Surgeon General Vivek Murthy, in an interview Tuesday with CNN’s Brianna Keilar, also said it may be “possible” to see these vaccines approved before the end of the year.

“Until then, Brianna, there is something really important we can do to protect our children and that’s to make sure that the people around them are vaccinated,” he said.

Despite this timeline optimism, the director of the National Institutes of Health, Francis Collins, suggested in an interview with NPR also Tuesday anything earlier than the end of this year would be pushing it.

“Pfizer thinks that maybe by the end of September they’ll be ready to send in their trial data (to the FDA) and then the FDA will have to review it. I’ve got to be honest, I don’t see the approval for kids 5 to 11 coming much before the end of 2021,” he said.

Pfizer and BioNTech submitted its coronavirus vaccine to the FDA for emergency use authorization on Nov. 20, 2020, and the request was approved on Dec. 11. Roughly five months later, on May 10, the FDA expanded the emergency use authorization to include those age 12 through 15.

These approvals followed clinical studies determining that the vaccine’s known and potential benefits clearly outweighed its known and potential risks. The vaccine was fully approved by the FDA on Monday for those age 16 and older and as of Tuesday remains available for emergency use for those age 12 to 15.

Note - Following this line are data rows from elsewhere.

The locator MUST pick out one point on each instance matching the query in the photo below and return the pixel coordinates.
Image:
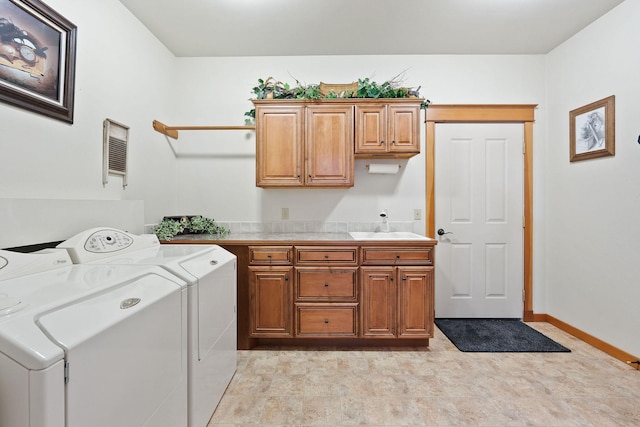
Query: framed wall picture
(37, 58)
(592, 130)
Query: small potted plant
(170, 227)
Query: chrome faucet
(386, 226)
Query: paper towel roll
(384, 168)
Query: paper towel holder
(383, 168)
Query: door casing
(488, 113)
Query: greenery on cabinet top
(365, 88)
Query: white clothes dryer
(210, 272)
(90, 345)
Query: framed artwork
(37, 59)
(592, 130)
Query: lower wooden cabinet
(270, 301)
(327, 320)
(325, 292)
(397, 302)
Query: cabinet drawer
(270, 255)
(326, 284)
(315, 320)
(326, 255)
(397, 256)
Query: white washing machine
(210, 272)
(90, 345)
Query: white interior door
(479, 205)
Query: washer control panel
(98, 243)
(105, 241)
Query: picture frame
(592, 130)
(37, 59)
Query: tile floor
(435, 386)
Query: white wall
(217, 169)
(122, 73)
(592, 206)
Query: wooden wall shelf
(172, 131)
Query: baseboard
(612, 351)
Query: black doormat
(496, 335)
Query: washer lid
(189, 262)
(104, 242)
(42, 293)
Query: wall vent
(115, 150)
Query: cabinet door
(371, 129)
(279, 146)
(270, 301)
(378, 302)
(404, 128)
(329, 146)
(415, 302)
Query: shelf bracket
(172, 131)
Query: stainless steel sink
(380, 235)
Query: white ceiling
(364, 27)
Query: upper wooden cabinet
(387, 130)
(329, 146)
(313, 143)
(300, 145)
(279, 145)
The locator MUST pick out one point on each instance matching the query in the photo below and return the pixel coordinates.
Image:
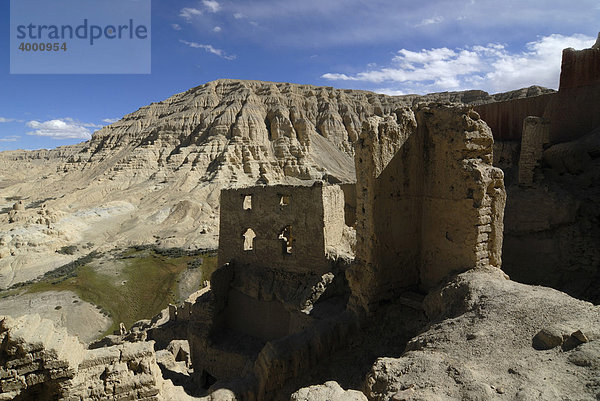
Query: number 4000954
(42, 47)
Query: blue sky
(388, 46)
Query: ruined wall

The speculative timelines by Fauci and Collins follow a new report from the American Academy of Pediatrics and the Children’s Hospital Association finding that new cases of COVID-19 in children have increased fourfold over the past month ― rising from around 38,000 cases at the end of July to roughly 180,000 as of last Thursday.

Child hospitalizations and deaths from the virus remain relatively low, according to data collected from 23 states and New York City. Among those states reporting, 0.2% to 1.9% of pediatric COVID-19 cases resulted in hospitalization and .03% or less resulted in death.